A casual conversation with Larry Horstman
Question to Larry: Why is science so resistant to the study of consciousness broadly considered, not to mention transcendental consciousness, aka God? Larry, on page 35 of The Lotka Hypothesis you say, “…the science of today supplies no explanation for or guidance concerning the things that matter most to us—our passions, hopes, dreams, desires, ideals, or criteria for daily decisions.” Should not science be curious about metaphysical things? Mathematics is purely a priori and yet it is an essential tool in science. Is it an element of irrationality in rational science to ignore the things that matter most to us?
Off-the-cuff, email, reply: The usual popular meaning of “irrational”, as in “irrational exuberance” (Greenspan), means not guided by reason. But my studies have led me to the conviction that underlying all behavior and attitudes are logical systems, in a special sense subdivided below.
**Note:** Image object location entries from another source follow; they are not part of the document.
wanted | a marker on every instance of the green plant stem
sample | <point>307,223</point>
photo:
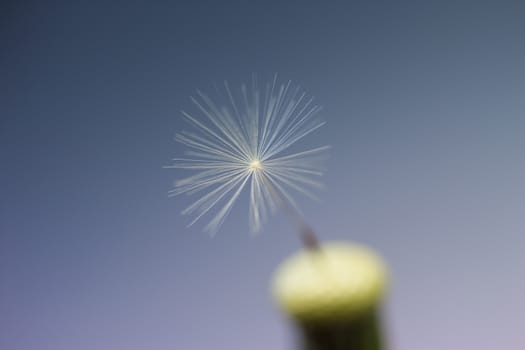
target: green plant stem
<point>363,333</point>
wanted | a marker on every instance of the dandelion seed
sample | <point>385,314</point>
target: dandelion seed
<point>246,144</point>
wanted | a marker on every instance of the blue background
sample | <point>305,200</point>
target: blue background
<point>426,115</point>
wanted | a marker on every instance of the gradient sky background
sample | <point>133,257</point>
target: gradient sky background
<point>425,103</point>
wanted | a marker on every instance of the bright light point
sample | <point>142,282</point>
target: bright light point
<point>255,165</point>
<point>234,143</point>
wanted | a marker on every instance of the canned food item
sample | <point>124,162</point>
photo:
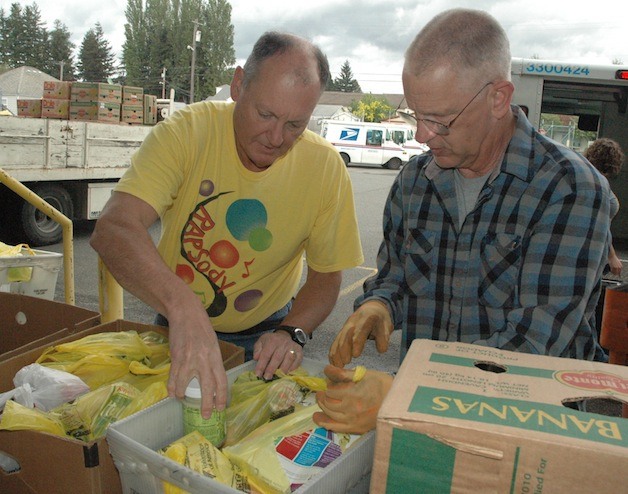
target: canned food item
<point>214,428</point>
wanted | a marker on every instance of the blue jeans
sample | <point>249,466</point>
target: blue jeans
<point>247,338</point>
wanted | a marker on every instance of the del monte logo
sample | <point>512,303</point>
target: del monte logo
<point>593,381</point>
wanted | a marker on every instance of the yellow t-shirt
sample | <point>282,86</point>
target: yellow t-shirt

Axioms and Logical Systems
Now, the usual meaning of a “logical system” has as its archetype classical Euclidean geometry, consisting at root of a set of axioms from which are deduced all sorts of theorems. They are indubitably true, given the axioms. Of course, we now know that if you alter the axioms, you get a different logical system, e.g., if you alter the parallel axiom of Euclid (that parallel lines never meet) you get new and different logical systems.
Further investigation in many areas has led me to the conviction that not only all of the classical western philosophies are also logical systems, but so are religions. In other words, all religions are philosophies in the sense that they are predicated on a few axioms (God is this or that …) from which follow the entire structure resting upon them.
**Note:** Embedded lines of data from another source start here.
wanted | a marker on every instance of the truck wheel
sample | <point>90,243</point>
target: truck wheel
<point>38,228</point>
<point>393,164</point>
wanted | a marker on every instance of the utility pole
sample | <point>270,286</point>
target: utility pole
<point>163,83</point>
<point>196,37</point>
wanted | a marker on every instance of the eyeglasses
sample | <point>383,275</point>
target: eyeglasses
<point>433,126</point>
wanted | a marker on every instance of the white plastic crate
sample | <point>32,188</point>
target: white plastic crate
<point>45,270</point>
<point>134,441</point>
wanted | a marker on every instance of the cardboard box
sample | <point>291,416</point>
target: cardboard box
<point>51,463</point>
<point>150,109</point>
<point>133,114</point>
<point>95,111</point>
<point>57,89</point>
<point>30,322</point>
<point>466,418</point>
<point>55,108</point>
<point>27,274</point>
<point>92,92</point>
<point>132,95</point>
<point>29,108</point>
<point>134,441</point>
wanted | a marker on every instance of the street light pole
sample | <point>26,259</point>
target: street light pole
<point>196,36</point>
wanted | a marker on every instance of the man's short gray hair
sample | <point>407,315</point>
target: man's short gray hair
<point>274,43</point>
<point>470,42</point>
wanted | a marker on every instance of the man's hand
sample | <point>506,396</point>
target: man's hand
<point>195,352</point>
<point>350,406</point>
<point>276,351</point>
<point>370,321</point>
However, religions are not traditionally viewed as “logical systems”– on the contrary, they are scoffed at for being extremely illogical. Scientists, for example, scoff at religions for that reason. But that is only because scientists have a different set of axioms. They do not see religions as having any sort of logic, because the logic of a religious system is rarely rendered explicitly (with the exception of a few religious scholars of yore). Their logic is “fuzzy”.
The gulf between science and religion is not reason vs. unreason, or logic vs. illogic, or rationality vs. irrationality, but is simply the collision of two logical spheres. Like non-interacting atoms, they cannot inter-penetrate each other. You cannot look out from within one logical sphere and see any logic within another.
Human Culture as a Logical System
The next step is human culture. You don’t have to study too many cultures in comparison to come to the realization that they, too, are logical systems, mutually incompatible for the same reason.
The next step is to realize that individual human personalities are also logical systems — and implicitly so, not explicitly, meaning it is very difficult to explicitly lay out the inner logic of a particular person. The logic of a particular personality overlaps somewhat with that of the culture of which he is a member, e.g., the shared religion, respect for laws and customs.
So, circling back to the original theme—why are scientists so irrational about things like consciousness? The answer is simple—they live inside of a logical sphere which happens to be explicitly logical, and so they can easily defend it on the verbal plane. Their logic rested upon, and still rests upon (despite quantum mechanics) the assumptions of the classical Newtonian clockwork universe.
They can prove to you, for example, that “free will” is impossible.
The Psychogenic Theory
The only way to bring about a rapprochement is to shatter their logical sphere, like popping a soap-bubble, by kicking out some of the axioms on which it rests. And that is what I am trying to do with The Lotka Hypothesis and Evolution Fact and Fantasy: The Psychogenic Theory.
To sum up by a popular song, “there are no good guys, there are no bad guys …” they are just limited. They talk about logic, but fail to grasp that logical systems other than their own exist, which are equally good or better.